Namibia is a net exporter of beef having access to lucrative niche markets in the EU and Norway and therefore strict control mechanisms and verification systems are important to monitor beef imports from Mercosur under this agreement to avoid jeopardising access to existing markets.
Immanuel articulated that the agreement allows importation of anchovies, herrings, flours, meals and fish pellets fit for human consumption, frozen rock lobsters, shrimps and prawn frozen, crabs frozen into the SACU market. “All these products will attract a MP tariff rate of 100%, i.e. zero tariff. For Namibia to export fish products such as horse mackeral and hake to the Mercosur market, it will attract a MP tariff rate of 25% when exporting to Brazil and Paraguay and Sardines will attract a tariff rate of 100% when exported to Argentine, Brazil and Uruguay while to Paraguay it’s only 25% tariff rate.” she detailed.
With regard to agricultural produce, Namibia can import from Mercosur products such as cabbage lettuce, carrots, banana (fresh or dried), and avocados at a MP tariff rate of 100%.
Durum wheat, used mainly by the milling industry as inputs into ‘certain’ pasta can be imported at 50% MP tariff rate from Paraguay only. Both Paraguay and Uruguay are granted soy beans quotas to export into the SACU market. Paraguay is given 10 000 tons and Uruguay 6 000 tons annually at a MP tariff rate quota of 25%. Again, Paraguay is allowed to export 5 000 and 4 000 tons of Soy bean oils and Sunflower oil respectively at a MP tariff rate quota of 25%.
For Namibia to export salt to Mercosur, it will be subject to a MP tariff rate of 100% for sea salt and 50% for table salt Immanuel informed. “This is quite interesting because the table salt which is the value added product becomes a bit restrictive to export as opposed to the sea salt (used as raw material in many chemical industries) which can be exported at almost zero tariff.” she said.

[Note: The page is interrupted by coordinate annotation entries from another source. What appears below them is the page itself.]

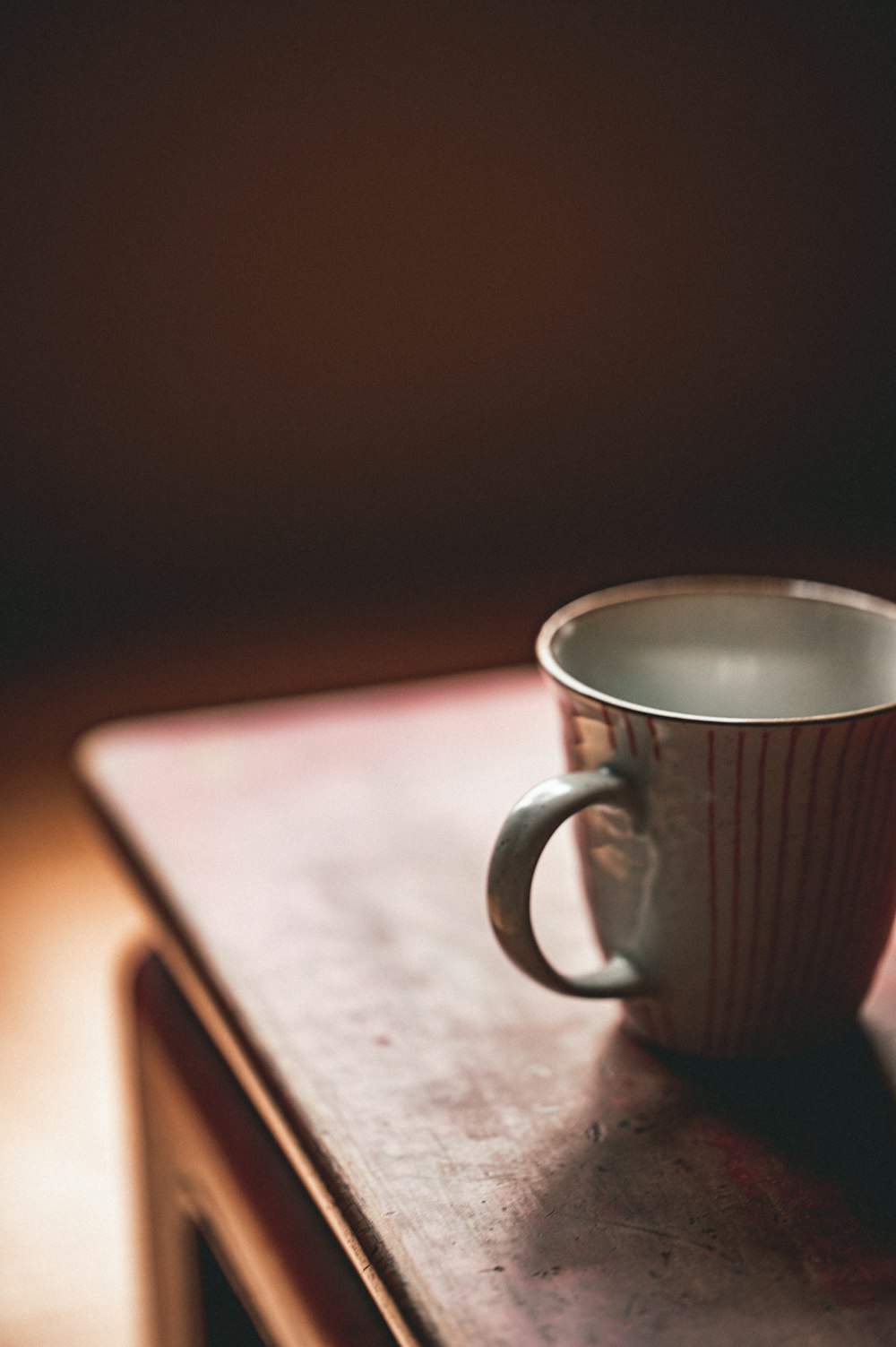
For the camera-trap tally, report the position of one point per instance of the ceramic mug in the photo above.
(732, 771)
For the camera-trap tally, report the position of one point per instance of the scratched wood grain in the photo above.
(518, 1168)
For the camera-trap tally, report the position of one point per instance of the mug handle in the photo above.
(526, 833)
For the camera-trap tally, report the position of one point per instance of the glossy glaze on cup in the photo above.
(760, 891)
(754, 885)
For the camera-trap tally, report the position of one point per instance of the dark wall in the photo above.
(333, 299)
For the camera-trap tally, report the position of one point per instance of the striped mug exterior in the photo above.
(740, 869)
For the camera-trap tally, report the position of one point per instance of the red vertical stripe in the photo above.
(752, 958)
(806, 857)
(736, 892)
(772, 958)
(713, 899)
(815, 937)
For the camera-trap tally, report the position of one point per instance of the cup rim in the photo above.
(679, 585)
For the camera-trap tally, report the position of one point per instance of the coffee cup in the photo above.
(730, 749)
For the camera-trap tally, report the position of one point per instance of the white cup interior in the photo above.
(733, 655)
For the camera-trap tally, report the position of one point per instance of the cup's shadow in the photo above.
(737, 1176)
(831, 1111)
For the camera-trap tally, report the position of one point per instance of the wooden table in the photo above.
(331, 1016)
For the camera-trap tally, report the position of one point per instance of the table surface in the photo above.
(504, 1165)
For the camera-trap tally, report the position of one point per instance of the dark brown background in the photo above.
(353, 303)
(341, 342)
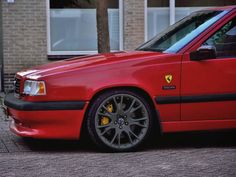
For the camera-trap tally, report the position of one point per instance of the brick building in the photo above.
(33, 32)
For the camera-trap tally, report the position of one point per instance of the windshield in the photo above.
(180, 34)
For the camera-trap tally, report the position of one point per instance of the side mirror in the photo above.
(203, 52)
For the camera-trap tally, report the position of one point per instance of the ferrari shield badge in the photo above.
(168, 78)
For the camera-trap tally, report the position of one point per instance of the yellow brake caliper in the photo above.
(106, 120)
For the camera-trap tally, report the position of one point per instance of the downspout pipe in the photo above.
(1, 48)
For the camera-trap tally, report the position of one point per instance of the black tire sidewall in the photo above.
(92, 114)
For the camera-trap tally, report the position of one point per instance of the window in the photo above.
(224, 40)
(72, 27)
(158, 12)
(180, 34)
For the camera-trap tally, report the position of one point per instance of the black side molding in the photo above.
(12, 102)
(195, 98)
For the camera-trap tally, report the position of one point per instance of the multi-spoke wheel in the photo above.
(119, 120)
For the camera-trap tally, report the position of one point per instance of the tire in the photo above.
(119, 120)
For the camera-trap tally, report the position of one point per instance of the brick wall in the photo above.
(133, 23)
(24, 36)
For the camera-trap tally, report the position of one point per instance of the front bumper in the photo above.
(57, 120)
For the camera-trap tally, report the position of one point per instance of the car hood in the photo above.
(86, 62)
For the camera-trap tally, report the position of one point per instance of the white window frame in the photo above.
(50, 52)
(171, 11)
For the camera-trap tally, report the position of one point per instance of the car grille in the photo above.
(17, 87)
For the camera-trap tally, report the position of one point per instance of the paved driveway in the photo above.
(183, 154)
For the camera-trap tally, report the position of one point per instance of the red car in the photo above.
(184, 79)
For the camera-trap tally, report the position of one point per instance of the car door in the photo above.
(208, 86)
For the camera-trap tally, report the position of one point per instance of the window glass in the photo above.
(183, 32)
(73, 26)
(157, 17)
(224, 40)
(158, 12)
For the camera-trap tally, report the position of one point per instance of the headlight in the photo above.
(34, 88)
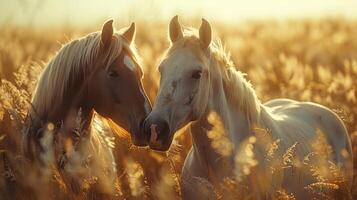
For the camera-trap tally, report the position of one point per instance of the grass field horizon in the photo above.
(310, 59)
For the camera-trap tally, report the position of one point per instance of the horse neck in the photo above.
(236, 122)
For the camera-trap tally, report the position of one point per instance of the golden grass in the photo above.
(310, 60)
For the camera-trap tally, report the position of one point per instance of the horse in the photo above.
(198, 78)
(91, 82)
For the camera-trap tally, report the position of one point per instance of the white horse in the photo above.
(198, 78)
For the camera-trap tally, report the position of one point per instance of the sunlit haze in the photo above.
(86, 12)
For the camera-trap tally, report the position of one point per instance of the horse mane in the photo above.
(238, 89)
(69, 68)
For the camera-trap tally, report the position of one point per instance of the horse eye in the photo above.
(196, 74)
(113, 74)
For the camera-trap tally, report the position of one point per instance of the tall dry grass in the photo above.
(309, 60)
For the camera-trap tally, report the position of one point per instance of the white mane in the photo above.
(73, 61)
(240, 91)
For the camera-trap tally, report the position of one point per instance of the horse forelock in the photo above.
(71, 65)
(239, 91)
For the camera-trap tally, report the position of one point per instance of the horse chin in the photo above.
(161, 145)
(139, 139)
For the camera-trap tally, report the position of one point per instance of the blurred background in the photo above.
(300, 49)
(89, 12)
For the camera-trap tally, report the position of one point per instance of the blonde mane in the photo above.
(69, 68)
(239, 90)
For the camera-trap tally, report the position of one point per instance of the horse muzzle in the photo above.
(158, 132)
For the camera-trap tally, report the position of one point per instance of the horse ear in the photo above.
(175, 30)
(107, 34)
(205, 34)
(129, 34)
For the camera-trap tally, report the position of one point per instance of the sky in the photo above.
(86, 12)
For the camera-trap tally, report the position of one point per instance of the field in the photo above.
(307, 60)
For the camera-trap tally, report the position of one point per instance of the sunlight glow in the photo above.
(86, 12)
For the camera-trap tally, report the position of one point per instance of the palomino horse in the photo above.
(98, 73)
(197, 79)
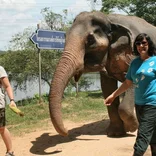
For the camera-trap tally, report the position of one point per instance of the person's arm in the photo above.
(7, 86)
(124, 86)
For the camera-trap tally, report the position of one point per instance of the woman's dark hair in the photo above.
(139, 38)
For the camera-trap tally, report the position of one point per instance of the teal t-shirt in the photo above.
(143, 75)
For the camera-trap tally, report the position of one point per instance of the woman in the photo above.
(142, 73)
(4, 82)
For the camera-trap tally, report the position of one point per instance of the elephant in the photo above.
(98, 42)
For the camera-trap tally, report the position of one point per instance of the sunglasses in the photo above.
(143, 43)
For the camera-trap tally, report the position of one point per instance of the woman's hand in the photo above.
(108, 101)
(12, 104)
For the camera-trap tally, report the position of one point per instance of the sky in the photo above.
(17, 15)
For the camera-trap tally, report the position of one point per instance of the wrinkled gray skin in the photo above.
(104, 43)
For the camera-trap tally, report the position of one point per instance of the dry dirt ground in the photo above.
(85, 139)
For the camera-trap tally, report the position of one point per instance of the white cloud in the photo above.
(20, 5)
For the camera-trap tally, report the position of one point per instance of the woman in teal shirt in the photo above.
(142, 73)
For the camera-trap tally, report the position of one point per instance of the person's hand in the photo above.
(12, 104)
(108, 101)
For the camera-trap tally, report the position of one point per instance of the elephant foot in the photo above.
(115, 130)
(131, 124)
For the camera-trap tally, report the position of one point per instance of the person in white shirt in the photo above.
(4, 82)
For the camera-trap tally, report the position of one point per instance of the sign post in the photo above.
(47, 39)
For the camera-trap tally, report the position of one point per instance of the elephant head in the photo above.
(95, 42)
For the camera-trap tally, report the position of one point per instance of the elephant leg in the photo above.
(116, 126)
(127, 112)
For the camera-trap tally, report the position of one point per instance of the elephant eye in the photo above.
(90, 39)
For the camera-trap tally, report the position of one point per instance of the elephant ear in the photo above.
(118, 31)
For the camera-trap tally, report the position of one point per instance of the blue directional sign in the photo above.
(48, 39)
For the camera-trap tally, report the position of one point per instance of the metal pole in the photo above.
(39, 68)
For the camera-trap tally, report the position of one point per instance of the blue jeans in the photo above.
(146, 134)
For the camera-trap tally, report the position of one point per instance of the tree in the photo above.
(22, 66)
(145, 9)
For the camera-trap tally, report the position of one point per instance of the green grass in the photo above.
(86, 106)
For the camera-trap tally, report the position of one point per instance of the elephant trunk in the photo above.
(66, 68)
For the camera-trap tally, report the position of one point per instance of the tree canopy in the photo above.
(145, 9)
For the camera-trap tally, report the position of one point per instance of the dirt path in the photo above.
(85, 139)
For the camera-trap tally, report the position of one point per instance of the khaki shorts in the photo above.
(2, 117)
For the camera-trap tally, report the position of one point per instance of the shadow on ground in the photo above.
(46, 141)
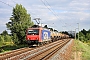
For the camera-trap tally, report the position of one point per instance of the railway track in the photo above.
(43, 52)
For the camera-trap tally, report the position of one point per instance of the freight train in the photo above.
(39, 35)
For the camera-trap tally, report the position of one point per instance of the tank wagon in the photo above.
(39, 35)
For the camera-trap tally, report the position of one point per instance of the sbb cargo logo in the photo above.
(45, 35)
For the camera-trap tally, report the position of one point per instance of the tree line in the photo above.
(19, 21)
(84, 35)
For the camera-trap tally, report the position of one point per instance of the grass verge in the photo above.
(83, 48)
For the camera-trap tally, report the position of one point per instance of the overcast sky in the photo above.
(59, 14)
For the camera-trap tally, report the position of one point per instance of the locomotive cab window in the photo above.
(33, 32)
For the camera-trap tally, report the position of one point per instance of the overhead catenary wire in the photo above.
(10, 5)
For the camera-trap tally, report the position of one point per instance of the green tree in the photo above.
(84, 31)
(19, 22)
(81, 36)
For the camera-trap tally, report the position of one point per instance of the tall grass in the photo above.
(84, 48)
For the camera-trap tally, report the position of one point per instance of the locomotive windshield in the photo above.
(33, 32)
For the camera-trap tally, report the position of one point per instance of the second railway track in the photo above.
(43, 52)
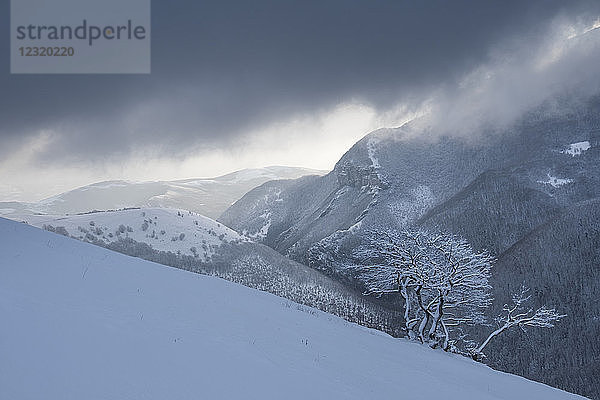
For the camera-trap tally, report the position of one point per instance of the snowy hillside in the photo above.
(177, 231)
(82, 322)
(206, 196)
(497, 192)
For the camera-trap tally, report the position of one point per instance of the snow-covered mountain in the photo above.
(206, 196)
(529, 194)
(164, 229)
(82, 322)
(186, 240)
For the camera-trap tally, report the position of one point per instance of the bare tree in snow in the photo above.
(443, 281)
(519, 314)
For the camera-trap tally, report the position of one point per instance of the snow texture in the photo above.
(177, 231)
(575, 149)
(556, 182)
(81, 322)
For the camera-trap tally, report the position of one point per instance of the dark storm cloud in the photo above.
(220, 69)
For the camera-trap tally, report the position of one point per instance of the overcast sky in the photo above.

In her final remarks Immanuel advised that Namibia should prioritise the implementation of this agreement by sensitising the private sector and creating awareness of opportunities created by this agreement. “The Mercosur countries are quite advanced in industrialisation and Namibia should adopt a clear strategy on how to promote this trade agreement especially in relations to industrialisation” she stressed.